I think in this config, you still need to run your app under mpirun on the local system, e.g. mpirun -n X mpirun ./myapp, so that the necessary mpi environment is setup. The error message suggests to me that this is not the case.

resulted in 100 recursions

No, this doesn’t come from ncu. You can already tell by the fact that srun is part of the error message, but ncu wouldn’t know about srun. Potentially you used the wrong apostrophes? In the error, you use backtick which can be interpreted differently from single- or double-quotes on the shell. Maybe try using double-quotes for the regex?

Hi,

Did you solve this problem? I want to use Nsight compute with slurm, and I am using sbatch script too. But I can’t get the result. I would appriciate it if you could let me know how you use it.

I used the following command line in .sh file.

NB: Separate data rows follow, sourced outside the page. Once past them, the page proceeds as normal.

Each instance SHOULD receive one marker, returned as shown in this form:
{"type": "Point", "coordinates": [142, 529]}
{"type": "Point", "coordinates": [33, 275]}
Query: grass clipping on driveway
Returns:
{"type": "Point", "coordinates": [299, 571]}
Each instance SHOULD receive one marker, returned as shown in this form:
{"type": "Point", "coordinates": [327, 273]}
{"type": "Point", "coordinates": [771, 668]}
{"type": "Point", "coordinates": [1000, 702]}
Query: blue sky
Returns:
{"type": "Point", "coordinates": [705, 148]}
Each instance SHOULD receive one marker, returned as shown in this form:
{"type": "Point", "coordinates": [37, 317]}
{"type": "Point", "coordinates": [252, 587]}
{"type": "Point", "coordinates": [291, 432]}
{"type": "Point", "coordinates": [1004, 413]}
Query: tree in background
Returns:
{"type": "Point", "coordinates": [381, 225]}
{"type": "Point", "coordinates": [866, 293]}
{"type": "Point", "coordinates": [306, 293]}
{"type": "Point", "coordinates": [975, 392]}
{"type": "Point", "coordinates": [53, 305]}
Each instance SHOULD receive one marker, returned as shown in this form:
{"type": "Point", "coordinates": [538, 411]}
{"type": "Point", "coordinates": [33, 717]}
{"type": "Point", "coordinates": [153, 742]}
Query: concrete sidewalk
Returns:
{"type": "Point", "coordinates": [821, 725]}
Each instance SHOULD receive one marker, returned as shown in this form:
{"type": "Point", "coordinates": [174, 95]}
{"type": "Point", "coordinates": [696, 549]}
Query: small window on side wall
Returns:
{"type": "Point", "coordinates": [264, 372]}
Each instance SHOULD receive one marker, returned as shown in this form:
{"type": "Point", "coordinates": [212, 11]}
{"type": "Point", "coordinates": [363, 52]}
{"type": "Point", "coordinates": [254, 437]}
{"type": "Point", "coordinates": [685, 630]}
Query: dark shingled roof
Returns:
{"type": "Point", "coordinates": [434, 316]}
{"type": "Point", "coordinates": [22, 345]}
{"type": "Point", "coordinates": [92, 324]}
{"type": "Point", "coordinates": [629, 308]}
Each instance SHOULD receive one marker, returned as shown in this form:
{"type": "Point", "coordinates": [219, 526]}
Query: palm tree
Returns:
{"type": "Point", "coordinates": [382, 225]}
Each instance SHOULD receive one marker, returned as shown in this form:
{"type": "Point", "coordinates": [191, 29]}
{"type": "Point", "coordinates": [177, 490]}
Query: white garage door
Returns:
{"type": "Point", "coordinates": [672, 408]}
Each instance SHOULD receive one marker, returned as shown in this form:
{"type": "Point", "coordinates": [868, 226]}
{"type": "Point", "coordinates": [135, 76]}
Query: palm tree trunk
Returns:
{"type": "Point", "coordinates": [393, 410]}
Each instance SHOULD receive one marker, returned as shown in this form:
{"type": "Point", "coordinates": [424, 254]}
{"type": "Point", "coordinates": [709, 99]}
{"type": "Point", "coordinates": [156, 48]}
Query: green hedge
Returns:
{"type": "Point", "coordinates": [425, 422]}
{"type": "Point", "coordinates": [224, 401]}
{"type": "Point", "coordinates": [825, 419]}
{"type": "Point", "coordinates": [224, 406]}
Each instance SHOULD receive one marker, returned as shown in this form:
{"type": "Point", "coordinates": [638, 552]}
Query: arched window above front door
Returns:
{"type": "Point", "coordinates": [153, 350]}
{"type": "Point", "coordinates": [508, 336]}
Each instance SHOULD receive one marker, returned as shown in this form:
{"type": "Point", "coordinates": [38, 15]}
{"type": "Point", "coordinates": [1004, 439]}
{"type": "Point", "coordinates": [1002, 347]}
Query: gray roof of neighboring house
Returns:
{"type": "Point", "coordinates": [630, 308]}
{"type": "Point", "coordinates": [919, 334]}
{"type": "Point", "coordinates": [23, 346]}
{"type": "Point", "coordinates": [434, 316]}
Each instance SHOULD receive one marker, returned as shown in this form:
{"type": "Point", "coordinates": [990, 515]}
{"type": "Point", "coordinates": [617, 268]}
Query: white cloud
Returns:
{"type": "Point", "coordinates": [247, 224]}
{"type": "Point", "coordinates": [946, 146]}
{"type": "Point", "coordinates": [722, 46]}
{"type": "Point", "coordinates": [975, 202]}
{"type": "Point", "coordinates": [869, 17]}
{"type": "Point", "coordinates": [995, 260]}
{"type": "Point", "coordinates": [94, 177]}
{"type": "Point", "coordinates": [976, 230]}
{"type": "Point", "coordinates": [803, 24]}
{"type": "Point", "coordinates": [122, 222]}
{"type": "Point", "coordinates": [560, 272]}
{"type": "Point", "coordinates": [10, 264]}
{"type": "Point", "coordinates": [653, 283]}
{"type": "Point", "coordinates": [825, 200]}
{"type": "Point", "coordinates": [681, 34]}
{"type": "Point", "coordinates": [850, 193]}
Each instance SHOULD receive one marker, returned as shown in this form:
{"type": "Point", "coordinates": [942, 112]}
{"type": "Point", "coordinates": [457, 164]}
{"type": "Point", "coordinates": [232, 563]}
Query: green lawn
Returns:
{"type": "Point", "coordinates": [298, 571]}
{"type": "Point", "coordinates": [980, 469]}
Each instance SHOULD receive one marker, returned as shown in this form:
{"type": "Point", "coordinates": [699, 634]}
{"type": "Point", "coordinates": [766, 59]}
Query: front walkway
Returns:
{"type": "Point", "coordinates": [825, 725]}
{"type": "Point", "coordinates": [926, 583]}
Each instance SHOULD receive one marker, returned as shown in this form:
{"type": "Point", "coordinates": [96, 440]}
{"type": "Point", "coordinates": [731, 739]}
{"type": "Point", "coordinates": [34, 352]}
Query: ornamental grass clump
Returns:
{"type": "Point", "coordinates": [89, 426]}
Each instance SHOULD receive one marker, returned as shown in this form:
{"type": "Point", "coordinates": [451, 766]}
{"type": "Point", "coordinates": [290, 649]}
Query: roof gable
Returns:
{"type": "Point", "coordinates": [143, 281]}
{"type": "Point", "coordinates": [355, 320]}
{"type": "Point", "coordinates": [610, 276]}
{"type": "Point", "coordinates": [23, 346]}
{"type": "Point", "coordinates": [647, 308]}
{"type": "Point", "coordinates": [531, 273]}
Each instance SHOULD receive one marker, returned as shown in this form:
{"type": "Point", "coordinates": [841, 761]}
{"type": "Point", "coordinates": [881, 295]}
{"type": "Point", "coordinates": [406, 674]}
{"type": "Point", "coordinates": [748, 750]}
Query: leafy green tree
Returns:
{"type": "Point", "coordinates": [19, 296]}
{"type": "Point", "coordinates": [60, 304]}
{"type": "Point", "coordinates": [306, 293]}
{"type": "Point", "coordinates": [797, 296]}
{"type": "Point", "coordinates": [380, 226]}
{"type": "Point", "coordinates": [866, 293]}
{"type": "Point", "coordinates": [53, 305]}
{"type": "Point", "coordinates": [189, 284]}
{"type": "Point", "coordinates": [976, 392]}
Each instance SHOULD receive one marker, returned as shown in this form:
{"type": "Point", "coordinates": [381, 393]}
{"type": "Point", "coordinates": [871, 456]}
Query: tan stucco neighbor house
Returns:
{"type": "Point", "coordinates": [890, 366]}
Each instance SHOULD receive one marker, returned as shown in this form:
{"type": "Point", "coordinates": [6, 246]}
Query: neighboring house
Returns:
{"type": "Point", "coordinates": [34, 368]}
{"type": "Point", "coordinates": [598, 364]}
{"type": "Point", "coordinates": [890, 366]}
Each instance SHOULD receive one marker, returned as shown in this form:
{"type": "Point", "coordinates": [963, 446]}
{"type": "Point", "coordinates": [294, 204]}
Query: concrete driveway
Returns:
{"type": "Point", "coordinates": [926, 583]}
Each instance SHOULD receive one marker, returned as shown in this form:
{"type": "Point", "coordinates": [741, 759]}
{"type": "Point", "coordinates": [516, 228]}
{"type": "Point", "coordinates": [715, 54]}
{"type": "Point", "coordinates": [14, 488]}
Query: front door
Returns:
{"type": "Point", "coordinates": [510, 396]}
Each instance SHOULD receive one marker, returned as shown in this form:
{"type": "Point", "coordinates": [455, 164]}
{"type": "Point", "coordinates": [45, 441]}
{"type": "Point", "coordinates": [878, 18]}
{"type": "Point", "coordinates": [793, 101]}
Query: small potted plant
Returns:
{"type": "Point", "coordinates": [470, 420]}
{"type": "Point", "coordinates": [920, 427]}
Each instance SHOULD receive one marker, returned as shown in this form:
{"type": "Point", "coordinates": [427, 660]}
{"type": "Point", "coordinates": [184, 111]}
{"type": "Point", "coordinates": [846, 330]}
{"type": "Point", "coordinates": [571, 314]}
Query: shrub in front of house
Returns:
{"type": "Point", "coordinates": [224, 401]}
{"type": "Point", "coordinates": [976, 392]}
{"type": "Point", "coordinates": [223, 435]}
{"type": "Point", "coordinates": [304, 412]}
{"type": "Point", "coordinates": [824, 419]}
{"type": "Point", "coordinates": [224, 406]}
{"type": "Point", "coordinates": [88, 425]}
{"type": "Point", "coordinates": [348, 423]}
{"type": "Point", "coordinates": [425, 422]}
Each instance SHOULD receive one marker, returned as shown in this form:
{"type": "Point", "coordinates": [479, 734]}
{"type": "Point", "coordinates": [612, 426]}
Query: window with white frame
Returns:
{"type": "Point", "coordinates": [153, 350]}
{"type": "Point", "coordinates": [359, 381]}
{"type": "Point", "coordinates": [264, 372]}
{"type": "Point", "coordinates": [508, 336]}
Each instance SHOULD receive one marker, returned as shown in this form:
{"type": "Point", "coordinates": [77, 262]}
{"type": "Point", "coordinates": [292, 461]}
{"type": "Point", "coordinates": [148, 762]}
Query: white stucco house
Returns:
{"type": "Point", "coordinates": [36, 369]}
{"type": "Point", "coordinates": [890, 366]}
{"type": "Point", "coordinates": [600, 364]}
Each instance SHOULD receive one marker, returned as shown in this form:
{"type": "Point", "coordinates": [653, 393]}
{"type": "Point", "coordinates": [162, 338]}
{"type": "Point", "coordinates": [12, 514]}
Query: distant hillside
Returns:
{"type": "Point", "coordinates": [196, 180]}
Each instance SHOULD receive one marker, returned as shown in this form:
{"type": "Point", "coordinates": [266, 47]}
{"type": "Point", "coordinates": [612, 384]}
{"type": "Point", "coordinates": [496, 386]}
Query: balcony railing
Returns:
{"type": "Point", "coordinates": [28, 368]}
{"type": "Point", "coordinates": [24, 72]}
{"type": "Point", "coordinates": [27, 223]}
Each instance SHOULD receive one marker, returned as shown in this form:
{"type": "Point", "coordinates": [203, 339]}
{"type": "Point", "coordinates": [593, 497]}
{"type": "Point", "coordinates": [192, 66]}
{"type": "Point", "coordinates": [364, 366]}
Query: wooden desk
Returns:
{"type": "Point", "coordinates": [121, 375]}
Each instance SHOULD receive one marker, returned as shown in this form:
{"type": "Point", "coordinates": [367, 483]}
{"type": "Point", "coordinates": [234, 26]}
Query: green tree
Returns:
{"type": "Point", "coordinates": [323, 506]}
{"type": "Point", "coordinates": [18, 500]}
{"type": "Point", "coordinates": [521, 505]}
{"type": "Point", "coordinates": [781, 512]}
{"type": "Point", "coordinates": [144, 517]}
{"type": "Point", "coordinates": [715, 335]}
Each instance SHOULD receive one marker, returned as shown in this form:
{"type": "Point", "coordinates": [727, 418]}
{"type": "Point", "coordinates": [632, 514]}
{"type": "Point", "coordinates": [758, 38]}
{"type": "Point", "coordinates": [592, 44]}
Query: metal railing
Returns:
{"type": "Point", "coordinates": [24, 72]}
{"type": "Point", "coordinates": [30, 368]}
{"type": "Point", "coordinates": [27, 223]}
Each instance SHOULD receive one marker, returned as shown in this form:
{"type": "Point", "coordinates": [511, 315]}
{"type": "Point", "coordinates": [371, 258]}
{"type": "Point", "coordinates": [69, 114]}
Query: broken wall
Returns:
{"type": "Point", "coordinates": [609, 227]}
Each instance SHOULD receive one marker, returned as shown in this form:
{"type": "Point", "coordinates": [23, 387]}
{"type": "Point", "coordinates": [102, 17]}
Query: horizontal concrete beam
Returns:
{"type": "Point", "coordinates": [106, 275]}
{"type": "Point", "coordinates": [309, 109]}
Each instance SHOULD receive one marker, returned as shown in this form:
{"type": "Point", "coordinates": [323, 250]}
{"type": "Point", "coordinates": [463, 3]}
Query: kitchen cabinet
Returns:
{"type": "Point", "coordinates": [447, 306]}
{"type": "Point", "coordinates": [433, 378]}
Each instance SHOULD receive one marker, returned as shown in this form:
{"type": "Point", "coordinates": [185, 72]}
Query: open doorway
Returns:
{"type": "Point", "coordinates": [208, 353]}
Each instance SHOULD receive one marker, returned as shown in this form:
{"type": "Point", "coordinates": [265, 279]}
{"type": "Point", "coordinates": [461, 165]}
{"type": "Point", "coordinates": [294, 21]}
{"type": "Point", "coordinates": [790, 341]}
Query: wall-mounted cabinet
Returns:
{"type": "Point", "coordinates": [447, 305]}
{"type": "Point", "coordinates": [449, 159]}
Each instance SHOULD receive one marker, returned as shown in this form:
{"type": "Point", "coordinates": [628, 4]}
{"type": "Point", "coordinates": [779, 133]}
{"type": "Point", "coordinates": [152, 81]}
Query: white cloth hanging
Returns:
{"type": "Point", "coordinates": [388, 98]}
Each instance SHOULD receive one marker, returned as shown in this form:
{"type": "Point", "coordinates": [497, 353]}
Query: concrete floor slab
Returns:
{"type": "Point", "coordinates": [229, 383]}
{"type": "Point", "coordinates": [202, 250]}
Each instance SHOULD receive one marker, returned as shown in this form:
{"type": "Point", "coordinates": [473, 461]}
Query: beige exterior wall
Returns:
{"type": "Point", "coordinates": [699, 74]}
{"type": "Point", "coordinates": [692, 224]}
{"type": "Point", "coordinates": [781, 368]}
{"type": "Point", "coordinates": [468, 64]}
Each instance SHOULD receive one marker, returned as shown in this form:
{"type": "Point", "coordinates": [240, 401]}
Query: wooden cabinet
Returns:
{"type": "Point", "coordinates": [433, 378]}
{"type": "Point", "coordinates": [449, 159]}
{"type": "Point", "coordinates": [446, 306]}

srun ncu --target-processes all -o report_$OMPI_COMM_WORLD_RANK python parallel.py

but when it reached send kernel, Nsight compute is keep running but it can’t profile the kernel.
I’m wondering how I can use Nsight compute with slurm on multi-node environment.
Thank you.

Hi,
I have the same problem, did you get some solutions?
My Nsight Compute just stucks at cuda library invoking. It keeps running without any output. And Nsight system also works fine.
Thank you.

Please provide more details such as the ncu version, ncu command line options used and if you see any errors or warnings when profiling. Are you also using srun?

Refer the Multi-Process Support section in the Nsight Compute CLI document.